Investigate possible issue with text alignment for deuterocanonical books and unusual versifications #478

Enkidu93 · 2024-09-04T19:23:57Z

See here for more information: #471 (and here - #442 (comment))

Let's add some tests to verify that we are handling ALL of the deuterocanonical books properly (same amount of testing as for the standard English versification books.

johnml1135 · 2024-12-23T14:14:39Z

The issue identified was that the mapping between DAN and SUS was incorrect because of a bug in the preprocess code. To really verify that all books work, there are a few main points where this could mess up:

In the versification files themselves (there could be a VRS error - how do we handle it?)
In the ParallelCorpus algorithm mapping versifications
In the preprocess script (as there was here)
In the USFM update script when the new USFM files are created.

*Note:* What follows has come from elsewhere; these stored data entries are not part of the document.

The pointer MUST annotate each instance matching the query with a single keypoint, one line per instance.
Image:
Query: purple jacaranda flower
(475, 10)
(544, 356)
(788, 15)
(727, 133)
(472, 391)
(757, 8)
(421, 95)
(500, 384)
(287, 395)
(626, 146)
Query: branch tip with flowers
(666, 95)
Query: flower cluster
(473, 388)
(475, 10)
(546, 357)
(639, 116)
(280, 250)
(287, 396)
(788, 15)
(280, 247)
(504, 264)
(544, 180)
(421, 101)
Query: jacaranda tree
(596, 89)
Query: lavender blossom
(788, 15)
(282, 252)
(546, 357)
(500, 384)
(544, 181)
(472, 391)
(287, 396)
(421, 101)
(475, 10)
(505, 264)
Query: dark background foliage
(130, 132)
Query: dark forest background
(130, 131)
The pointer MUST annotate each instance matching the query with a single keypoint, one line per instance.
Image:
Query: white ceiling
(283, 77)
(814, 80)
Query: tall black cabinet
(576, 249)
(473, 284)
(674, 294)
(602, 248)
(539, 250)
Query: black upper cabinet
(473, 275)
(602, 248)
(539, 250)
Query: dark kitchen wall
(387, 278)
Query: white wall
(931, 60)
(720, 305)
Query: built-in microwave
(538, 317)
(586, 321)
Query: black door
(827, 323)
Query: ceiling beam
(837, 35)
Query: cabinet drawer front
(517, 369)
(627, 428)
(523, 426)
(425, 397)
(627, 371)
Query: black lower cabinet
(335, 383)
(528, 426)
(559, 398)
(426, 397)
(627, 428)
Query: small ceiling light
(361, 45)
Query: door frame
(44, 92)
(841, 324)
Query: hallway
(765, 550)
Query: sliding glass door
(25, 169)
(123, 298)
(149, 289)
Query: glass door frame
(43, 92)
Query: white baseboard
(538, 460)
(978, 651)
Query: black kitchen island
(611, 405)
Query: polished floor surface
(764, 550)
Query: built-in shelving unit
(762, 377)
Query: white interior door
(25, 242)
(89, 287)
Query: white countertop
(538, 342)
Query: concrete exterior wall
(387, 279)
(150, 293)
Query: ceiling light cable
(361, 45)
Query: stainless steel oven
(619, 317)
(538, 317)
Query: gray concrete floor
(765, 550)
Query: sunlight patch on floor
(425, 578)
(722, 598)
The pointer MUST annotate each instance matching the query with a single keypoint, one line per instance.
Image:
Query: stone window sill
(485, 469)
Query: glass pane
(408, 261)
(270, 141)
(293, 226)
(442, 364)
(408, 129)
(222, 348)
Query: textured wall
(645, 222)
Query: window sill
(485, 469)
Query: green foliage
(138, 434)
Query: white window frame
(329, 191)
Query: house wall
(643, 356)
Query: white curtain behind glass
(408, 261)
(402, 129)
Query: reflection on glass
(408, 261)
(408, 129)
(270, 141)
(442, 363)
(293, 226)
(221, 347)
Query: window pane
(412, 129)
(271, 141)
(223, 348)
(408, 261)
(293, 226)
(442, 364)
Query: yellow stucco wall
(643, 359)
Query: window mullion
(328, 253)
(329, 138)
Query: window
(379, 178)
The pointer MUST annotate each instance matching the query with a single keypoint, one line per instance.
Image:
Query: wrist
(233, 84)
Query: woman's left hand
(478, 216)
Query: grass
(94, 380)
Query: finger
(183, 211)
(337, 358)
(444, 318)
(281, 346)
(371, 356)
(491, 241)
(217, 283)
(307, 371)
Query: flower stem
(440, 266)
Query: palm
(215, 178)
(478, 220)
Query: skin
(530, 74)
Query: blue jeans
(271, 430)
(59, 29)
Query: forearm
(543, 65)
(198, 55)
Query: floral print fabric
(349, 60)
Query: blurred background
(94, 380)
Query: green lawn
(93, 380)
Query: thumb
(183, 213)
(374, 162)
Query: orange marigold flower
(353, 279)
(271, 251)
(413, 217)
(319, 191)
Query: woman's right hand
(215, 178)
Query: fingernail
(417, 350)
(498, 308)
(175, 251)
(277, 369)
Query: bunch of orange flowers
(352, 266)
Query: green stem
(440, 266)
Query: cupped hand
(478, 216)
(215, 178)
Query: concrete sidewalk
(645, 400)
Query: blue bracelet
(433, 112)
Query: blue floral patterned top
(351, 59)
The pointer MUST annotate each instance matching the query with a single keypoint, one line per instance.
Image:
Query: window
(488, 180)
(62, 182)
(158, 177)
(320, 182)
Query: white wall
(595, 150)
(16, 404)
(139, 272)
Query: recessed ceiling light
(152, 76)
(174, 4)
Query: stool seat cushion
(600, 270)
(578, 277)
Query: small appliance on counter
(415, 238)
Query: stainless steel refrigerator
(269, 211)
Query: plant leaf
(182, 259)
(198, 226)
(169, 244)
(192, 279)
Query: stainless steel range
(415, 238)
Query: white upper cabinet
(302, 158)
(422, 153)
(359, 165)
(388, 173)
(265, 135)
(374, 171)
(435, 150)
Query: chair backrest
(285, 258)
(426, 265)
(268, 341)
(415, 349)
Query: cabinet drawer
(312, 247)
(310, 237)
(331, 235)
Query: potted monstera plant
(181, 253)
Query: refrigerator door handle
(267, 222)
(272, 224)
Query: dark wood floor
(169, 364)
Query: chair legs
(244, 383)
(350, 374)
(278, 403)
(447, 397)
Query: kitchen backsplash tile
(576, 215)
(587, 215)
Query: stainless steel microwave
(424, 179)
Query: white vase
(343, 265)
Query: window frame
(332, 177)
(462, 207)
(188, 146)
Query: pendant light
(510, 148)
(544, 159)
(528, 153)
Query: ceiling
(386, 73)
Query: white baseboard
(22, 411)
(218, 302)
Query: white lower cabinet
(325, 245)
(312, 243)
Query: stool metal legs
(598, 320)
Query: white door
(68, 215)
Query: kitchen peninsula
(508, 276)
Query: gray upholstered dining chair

Where should we make tests for this?

First, ensure that there are unit tests for preprocess and USFM update to specifically verify that the target references are used, not the source references. These test may already exist.

Then, use ParallelCorpus level testing to verify the following:

Note: Versification mappings are already tested in SIL.Scripture: https://github.com/sillsdev/libpalaso/blob/master/SIL.Scripture/Versification.cs
We want to make sure we are testing improper versification mappings or mismatched between the VRS files and the SFM files including:
- Verses in SFM but not in vrs
- Verse in vrs, but not in SFM
- Double mapping? Two different verses map to the same location? What do we do? Do we throw an error, use the first one or combine the verses (i.e., Daniel 13 and BEL are both defined)
Mapping between books works
Mapping between chapters works
Mapping where both the source and target have odd (non-original) versification (i.e. Target has DAN, Orig has BEL, Source has SUS (can this even happen?) - make sure it makes the trip successfully through).
I don't see the immediate value in testing all versifications or all deuterocanonical books - just in testing the edge cases. I am assuming that SIL.Scripture does full testing of these books.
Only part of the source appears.